Polarization is the orientation of waves to a particular direction: not the direction the waves are traveling, but a direction perpendicular to that. For example, a taught string disturbed, producing a wave-motion traveling down the string consisting of a (traveling) displacement of the string in a particular direction, e.g., up/down, left/right, or along some diagonal. Such a case is polarized in the particular direction, but sound waves are not polarized: it is an oscillation of pressure at each point rather than a displacement of something in some specific direction.
Electromagnetic radiation (EMR) is naturally polarized (in the manner of the string's wave) but typically beams of EMR include displacements in all directions, having no direction as particular and the EMR is termed unpolarized, reserving the term polarized for any tendency towards particular directions. Thus EMR can be partially polarized, just a little, or a lot. Astronomical EMR with such polarization include maser radiation, synchrotron radiation, radiation from active galaxies, pulsars, the cosmic microwave background, and light scattered by dust. Magnetic fields affect EMR polarization and polarimetric observation often aims at learning about such magnetic fields. Polarization of EMR from dust suggests non-spherical grains that are aligned, e.g., by a magnetic field. The polarization may be detected in the absorption of starlight, in which case, a number of stars showing identical polarization suggests it was caused by an interstellar cloud in the foreground rather than from the individual star systems.
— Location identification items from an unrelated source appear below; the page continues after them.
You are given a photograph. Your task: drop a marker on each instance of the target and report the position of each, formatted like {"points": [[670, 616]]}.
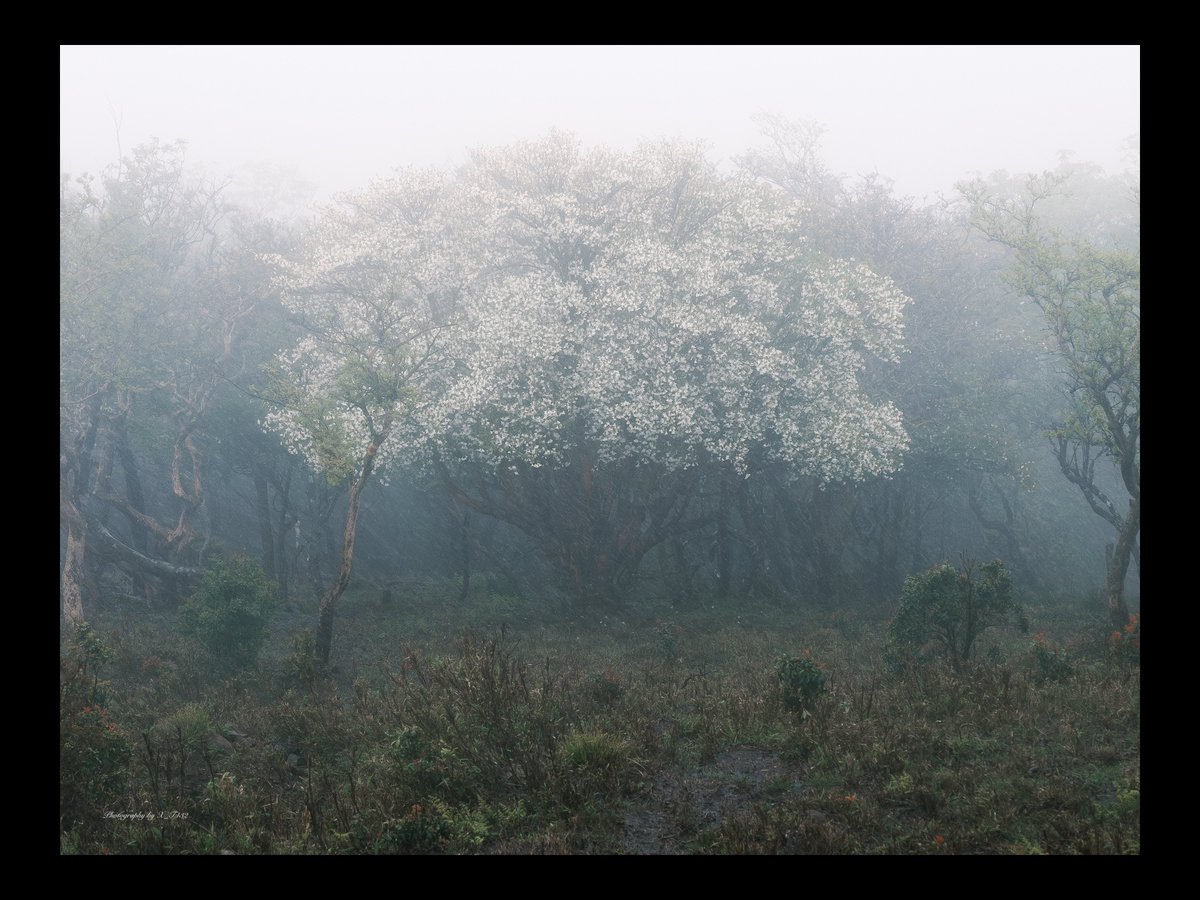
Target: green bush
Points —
{"points": [[951, 607], [801, 681], [229, 610]]}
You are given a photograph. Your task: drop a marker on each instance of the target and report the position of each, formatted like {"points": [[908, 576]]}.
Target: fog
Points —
{"points": [[737, 451], [924, 117]]}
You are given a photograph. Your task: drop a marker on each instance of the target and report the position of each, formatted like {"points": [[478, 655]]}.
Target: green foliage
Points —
{"points": [[229, 610], [951, 607], [1051, 664], [802, 681], [94, 751], [1125, 645]]}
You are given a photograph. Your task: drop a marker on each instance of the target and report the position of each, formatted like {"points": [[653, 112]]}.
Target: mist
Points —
{"points": [[600, 450]]}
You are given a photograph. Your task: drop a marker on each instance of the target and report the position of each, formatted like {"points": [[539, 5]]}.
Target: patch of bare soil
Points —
{"points": [[681, 804]]}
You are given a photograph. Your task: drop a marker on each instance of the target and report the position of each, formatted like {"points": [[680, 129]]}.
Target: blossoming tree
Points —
{"points": [[570, 340], [372, 292], [640, 319]]}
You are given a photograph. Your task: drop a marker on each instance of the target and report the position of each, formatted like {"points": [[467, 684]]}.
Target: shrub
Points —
{"points": [[1125, 646], [801, 681], [951, 607], [229, 610]]}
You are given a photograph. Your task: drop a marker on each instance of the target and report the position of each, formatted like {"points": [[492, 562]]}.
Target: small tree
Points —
{"points": [[1090, 292], [229, 610], [373, 292], [952, 607]]}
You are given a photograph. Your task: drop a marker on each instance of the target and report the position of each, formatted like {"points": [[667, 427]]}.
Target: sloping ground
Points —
{"points": [[681, 805]]}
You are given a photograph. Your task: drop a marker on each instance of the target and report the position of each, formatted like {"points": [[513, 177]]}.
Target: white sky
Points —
{"points": [[924, 117]]}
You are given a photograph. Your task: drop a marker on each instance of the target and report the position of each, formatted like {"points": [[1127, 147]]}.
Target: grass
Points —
{"points": [[487, 726]]}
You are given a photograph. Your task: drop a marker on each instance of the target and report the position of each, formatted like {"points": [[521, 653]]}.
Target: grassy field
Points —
{"points": [[495, 726]]}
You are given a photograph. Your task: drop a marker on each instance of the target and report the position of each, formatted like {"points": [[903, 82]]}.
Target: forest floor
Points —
{"points": [[493, 726]]}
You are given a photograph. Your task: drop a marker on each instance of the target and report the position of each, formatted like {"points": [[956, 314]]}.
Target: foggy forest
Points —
{"points": [[600, 499]]}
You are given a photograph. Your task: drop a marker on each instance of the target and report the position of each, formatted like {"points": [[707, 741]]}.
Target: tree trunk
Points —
{"points": [[1119, 564], [73, 571], [265, 533], [325, 615]]}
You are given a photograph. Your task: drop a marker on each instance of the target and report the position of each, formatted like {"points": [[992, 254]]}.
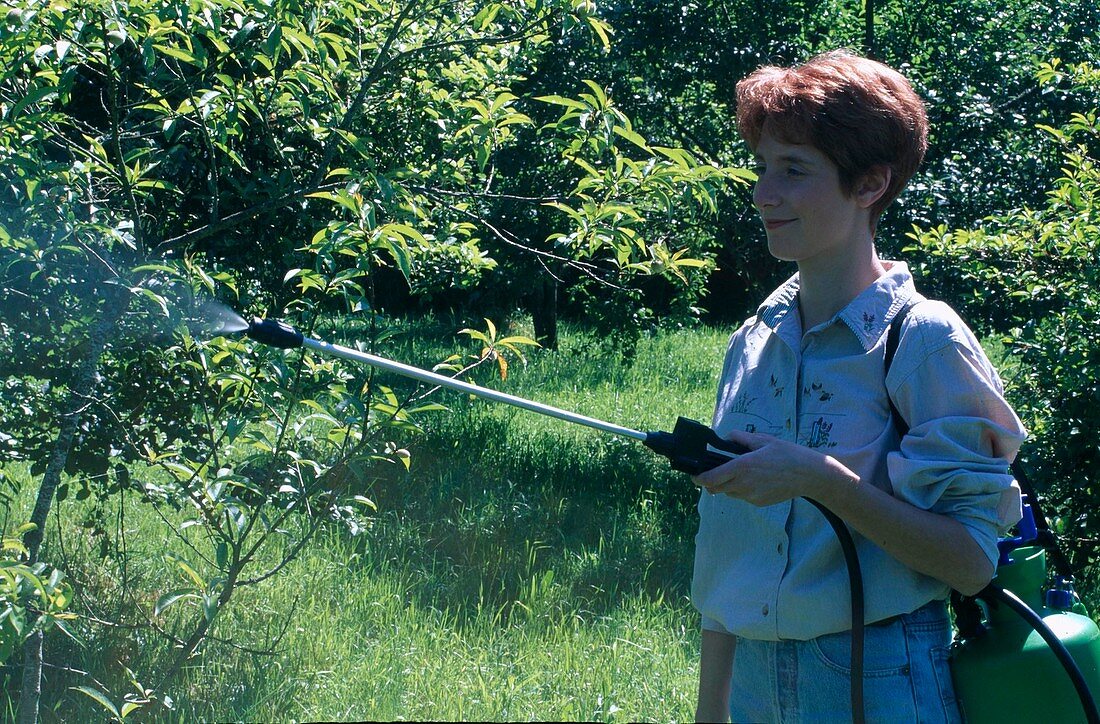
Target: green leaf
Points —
{"points": [[171, 598], [99, 697]]}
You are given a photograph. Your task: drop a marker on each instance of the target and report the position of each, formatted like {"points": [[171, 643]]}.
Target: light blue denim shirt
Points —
{"points": [[777, 572]]}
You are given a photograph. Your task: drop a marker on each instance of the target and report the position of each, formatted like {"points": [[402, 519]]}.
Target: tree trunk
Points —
{"points": [[84, 384], [545, 313]]}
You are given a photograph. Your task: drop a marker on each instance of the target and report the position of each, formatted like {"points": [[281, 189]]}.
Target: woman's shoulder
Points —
{"points": [[934, 324]]}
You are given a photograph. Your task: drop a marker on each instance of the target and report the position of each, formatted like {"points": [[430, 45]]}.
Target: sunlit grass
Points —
{"points": [[524, 569]]}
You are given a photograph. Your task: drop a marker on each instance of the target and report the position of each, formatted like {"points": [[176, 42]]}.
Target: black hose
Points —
{"points": [[1011, 600], [856, 585]]}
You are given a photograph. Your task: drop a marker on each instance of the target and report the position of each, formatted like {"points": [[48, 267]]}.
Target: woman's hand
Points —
{"points": [[776, 470], [773, 471]]}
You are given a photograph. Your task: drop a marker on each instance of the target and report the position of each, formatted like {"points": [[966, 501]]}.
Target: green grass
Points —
{"points": [[524, 569]]}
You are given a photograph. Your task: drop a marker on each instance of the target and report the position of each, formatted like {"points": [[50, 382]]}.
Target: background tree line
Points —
{"points": [[353, 161]]}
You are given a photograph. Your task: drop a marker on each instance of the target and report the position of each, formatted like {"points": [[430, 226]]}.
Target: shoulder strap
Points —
{"points": [[893, 337], [1046, 536]]}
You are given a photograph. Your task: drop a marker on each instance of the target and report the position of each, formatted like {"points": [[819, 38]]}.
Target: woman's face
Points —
{"points": [[805, 212]]}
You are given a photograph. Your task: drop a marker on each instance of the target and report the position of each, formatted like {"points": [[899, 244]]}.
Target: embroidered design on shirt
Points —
{"points": [[741, 403], [774, 385], [818, 388], [820, 435]]}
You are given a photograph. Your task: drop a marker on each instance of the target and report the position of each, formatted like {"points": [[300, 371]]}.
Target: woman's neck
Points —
{"points": [[827, 286]]}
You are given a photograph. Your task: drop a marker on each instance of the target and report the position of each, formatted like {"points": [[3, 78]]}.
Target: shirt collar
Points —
{"points": [[867, 316]]}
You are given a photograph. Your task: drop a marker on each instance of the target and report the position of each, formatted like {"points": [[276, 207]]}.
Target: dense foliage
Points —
{"points": [[348, 160], [1031, 275]]}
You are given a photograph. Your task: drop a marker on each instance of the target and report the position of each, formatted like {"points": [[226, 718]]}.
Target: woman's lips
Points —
{"points": [[776, 223]]}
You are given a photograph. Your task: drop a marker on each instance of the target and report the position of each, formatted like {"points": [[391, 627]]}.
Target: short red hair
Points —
{"points": [[857, 111]]}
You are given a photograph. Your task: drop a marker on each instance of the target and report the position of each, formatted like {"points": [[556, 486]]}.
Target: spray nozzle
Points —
{"points": [[274, 332], [1027, 534], [692, 447]]}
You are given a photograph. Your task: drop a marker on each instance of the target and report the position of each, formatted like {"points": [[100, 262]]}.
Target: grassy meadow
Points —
{"points": [[524, 569]]}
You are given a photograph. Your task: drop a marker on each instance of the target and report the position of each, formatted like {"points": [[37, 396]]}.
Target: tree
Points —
{"points": [[1033, 274], [276, 155]]}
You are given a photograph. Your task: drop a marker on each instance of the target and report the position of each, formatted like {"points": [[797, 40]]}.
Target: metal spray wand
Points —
{"points": [[691, 447]]}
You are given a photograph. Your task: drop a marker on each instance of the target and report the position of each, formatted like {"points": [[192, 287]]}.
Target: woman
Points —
{"points": [[804, 386]]}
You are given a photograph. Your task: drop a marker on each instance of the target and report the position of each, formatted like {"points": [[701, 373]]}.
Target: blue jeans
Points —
{"points": [[905, 675]]}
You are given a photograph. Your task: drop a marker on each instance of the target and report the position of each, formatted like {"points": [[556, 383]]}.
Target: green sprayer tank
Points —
{"points": [[1009, 673]]}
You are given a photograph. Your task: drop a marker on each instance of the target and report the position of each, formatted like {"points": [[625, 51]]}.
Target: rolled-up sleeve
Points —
{"points": [[963, 434]]}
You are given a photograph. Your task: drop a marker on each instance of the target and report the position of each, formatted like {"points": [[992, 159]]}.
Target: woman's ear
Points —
{"points": [[872, 185]]}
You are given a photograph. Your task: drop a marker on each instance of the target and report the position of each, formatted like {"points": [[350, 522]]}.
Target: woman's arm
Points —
{"points": [[928, 543], [715, 668]]}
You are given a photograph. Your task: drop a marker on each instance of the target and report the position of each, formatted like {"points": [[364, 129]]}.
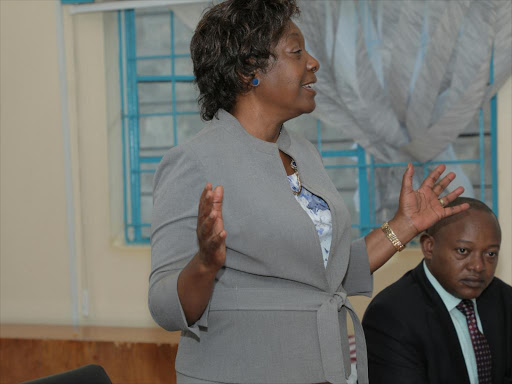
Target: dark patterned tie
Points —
{"points": [[480, 345]]}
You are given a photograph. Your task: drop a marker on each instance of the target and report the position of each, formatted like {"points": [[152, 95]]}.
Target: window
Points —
{"points": [[159, 111]]}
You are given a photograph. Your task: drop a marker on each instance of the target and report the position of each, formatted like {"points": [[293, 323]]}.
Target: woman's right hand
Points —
{"points": [[210, 228]]}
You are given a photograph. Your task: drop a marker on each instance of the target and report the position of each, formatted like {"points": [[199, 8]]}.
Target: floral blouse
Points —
{"points": [[318, 211]]}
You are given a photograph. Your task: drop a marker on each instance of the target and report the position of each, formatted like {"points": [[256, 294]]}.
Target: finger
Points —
{"points": [[441, 186], [205, 228], [218, 197], [447, 199], [455, 209], [207, 188], [216, 241], [431, 179], [407, 180]]}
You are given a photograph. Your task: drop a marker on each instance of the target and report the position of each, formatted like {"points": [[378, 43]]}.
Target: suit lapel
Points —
{"points": [[491, 310], [441, 323]]}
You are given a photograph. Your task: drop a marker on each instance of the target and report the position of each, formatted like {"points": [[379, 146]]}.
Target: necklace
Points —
{"points": [[293, 164]]}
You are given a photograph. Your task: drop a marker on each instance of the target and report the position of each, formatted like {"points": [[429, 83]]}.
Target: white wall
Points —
{"points": [[34, 281]]}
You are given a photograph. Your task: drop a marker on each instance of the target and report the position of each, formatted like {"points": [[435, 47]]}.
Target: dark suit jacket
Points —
{"points": [[411, 337]]}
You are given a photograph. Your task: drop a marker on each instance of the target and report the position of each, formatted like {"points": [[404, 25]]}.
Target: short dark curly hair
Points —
{"points": [[475, 204], [233, 40]]}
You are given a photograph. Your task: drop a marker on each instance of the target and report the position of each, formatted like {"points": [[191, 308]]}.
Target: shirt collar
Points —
{"points": [[448, 299]]}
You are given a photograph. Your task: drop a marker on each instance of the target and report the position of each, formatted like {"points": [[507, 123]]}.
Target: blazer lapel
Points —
{"points": [[441, 324], [496, 317]]}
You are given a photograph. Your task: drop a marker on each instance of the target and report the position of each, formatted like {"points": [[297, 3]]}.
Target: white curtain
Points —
{"points": [[402, 78]]}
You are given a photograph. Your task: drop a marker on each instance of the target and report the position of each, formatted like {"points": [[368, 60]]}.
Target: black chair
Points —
{"points": [[88, 374]]}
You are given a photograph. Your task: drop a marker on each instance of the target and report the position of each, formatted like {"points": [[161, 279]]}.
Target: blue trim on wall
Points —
{"points": [[76, 1]]}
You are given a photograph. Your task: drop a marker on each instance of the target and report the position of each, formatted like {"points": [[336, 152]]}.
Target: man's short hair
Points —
{"points": [[473, 204]]}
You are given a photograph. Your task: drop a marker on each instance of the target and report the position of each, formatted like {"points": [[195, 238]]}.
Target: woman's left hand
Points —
{"points": [[422, 208]]}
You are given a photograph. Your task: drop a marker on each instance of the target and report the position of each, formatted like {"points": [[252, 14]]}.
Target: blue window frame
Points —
{"points": [[159, 111]]}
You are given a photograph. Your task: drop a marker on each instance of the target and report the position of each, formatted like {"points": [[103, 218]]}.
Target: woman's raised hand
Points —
{"points": [[421, 208], [210, 228]]}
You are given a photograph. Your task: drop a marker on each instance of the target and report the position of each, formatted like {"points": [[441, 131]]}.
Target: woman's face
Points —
{"points": [[287, 88]]}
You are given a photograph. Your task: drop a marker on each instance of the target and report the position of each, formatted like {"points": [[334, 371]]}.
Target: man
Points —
{"points": [[449, 320]]}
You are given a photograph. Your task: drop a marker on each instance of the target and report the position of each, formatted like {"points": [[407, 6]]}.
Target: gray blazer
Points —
{"points": [[276, 314]]}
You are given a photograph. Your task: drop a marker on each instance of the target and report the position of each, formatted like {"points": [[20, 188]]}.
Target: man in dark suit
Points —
{"points": [[449, 320]]}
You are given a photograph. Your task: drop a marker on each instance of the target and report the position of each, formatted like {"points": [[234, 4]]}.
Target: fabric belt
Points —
{"points": [[331, 311]]}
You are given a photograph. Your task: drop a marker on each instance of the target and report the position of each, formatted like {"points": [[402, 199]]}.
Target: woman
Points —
{"points": [[242, 274]]}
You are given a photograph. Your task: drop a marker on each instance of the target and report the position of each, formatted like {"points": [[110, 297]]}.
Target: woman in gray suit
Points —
{"points": [[257, 276]]}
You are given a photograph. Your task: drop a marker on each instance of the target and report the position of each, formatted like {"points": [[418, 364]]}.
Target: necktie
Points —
{"points": [[480, 345]]}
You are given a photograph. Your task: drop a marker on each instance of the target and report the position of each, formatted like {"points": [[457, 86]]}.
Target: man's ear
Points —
{"points": [[427, 245]]}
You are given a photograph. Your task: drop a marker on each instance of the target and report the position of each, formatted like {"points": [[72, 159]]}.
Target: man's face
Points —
{"points": [[463, 254]]}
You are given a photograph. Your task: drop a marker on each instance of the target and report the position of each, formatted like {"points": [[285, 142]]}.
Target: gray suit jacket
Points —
{"points": [[276, 314]]}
Polarization can be linear (as above, e.g., like polarized sunglasses) or circular, in which the wave's oscillation such that the direction of displacement is oscillating in a circle. On a string, it would be a traveling spiral. The rotation is either rightward or leftward (according to the right hand rule), termed right-hand circular polarization (or RHCP) or left-hand circular polarization (or LHCP). Circular polarization is equivalent to two simultaneous linear polarizations, out of phase by a quarter wavelength. Such simultaneous linear polarizations can also be out of phase by other fractions of a wavelength, which produce additional kinds of polarization.